Augustus drew in his breath, then let it out again in a sigh.
“If you say so, Superintendent.” Then his eyes narrowed. “May I ask you how it has happened that you were able to obtain a conviction against Albert Costigan when it now appears he cannot have been guilty? I … I do not mean to imply criticism. I believe it is something we require to know … I require to know. This tragedy now threatens my family imminently.”
“I am afraid it does.” Pitt took the button out of his pocket and proffered that also.
Augustus picked it up and examined it.
“Very ordinary,” he pronounced, looking up at Pitt. “I don’t think I have any like that myself, but I know a dozen men who do. It proves nothing, except possibly
that someone of good taste was there.” His face tightened. “Sartorial good taste, anyway.”
“There were also witnesses,” Pitt said, adding the final blow. “The dead woman’s last customer was a young man of average height with thick, fair hair, and he was well dressed.”
Augustus did not bother to argue or point out how many young men might answer that description.
“I see. Naturally I have already asked my son where he was yesterday late afternoon. I assume you will wish to hear it from him in person?”
“If you please.”
Augustus rang the bell and, when the butler appeared, sent him to fetch Finlay.
They waited in silence.
Finlay arrived within moments. He came in and closed the door behind him. He was casually dressed; obviously he had changed since returning from the Foreign Office, if indeed he had been there at all. He looked frightened, his face blotchy, as if he had drunk too much the previous evening and still suffered the aftereffects. He glanced first at his father, then at Pitt.
“Good afternoon, Mr. FitzJames,” Pitt said quietly. “I’m sorry to disturb you, but I am afraid it is necessary I ask you to tell me where you were yesterday afternoon from approximately three o’clock until six.”

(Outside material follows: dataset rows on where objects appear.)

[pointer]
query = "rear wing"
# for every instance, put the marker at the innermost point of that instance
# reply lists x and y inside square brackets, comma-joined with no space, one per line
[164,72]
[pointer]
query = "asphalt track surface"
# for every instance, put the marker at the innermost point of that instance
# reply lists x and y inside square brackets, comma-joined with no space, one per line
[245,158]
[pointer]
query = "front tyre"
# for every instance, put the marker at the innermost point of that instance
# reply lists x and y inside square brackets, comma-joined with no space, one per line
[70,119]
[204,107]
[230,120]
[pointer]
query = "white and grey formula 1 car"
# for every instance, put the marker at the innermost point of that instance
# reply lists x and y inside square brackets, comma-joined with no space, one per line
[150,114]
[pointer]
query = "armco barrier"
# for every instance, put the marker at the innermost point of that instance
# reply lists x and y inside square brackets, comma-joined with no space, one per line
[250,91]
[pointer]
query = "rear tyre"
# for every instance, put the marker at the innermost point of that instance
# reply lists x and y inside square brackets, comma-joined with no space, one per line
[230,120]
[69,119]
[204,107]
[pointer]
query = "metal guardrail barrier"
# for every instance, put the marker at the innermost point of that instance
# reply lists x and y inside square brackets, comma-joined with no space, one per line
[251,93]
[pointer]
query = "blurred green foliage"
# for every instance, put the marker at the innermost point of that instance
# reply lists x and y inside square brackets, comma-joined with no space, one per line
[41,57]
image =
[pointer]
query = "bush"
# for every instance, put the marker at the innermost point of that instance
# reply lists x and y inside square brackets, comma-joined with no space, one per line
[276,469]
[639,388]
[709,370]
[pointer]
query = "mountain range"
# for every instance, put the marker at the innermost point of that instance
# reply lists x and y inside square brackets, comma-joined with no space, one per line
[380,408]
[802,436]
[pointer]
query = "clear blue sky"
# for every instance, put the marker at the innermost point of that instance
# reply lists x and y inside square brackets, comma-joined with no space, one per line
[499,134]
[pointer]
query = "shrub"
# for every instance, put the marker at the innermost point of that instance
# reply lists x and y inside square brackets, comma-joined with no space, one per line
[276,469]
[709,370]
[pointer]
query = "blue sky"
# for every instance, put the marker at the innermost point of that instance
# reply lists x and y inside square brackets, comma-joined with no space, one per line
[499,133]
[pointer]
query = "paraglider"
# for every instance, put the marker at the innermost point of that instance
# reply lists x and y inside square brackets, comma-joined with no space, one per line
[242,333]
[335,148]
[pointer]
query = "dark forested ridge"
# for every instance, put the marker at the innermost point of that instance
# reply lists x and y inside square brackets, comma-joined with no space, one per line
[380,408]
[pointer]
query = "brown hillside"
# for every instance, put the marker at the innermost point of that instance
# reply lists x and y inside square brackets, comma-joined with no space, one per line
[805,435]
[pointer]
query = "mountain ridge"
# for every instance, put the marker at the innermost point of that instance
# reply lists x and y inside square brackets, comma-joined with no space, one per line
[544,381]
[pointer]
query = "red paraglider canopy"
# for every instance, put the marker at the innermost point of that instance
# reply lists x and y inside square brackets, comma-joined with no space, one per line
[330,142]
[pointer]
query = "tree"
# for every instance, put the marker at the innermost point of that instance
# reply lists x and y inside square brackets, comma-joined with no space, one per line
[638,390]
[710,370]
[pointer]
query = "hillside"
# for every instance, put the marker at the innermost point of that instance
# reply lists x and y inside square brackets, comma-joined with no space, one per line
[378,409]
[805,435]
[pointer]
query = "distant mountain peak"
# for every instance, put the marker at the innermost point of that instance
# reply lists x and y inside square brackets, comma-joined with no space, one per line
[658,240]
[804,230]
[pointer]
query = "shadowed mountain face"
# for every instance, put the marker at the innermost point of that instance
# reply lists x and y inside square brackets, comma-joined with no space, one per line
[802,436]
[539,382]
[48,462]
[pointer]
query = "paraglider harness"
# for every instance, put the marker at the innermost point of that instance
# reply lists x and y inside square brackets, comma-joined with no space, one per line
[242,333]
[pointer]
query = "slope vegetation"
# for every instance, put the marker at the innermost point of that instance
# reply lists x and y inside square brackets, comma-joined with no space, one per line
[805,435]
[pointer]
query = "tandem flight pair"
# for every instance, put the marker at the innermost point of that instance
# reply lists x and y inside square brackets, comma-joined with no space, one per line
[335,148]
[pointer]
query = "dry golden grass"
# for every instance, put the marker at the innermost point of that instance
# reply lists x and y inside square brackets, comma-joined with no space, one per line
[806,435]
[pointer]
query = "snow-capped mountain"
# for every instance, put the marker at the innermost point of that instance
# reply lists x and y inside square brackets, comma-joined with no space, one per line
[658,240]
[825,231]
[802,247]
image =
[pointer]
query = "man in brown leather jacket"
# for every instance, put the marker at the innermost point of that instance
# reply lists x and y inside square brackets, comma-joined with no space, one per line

“Well, I wasn’t in Myrdle Street!” There was a catch in Finlay’s voice, as if he were undecided whether to be angry, indignant, self-pitying, or to try to play it lightly, as if he were basically unconcerned. Only fear came through.
“Where were you?” Pitt repeated.
“Well, at three o’clock I was still in the Foreign Office,” Finlay answered. “I left at about half past, or a trifle after. I went for a walk in the Park.” His chin came up and he met Pitt’s eyes so directly Pitt was almost sure it was a lie. “I intended to meet someone, on business, but he didn’t turn up. I waited around for a while, then I
walked to a restaurant where I had an early supper before going to the theater. I was nowhere near Whitechapel.”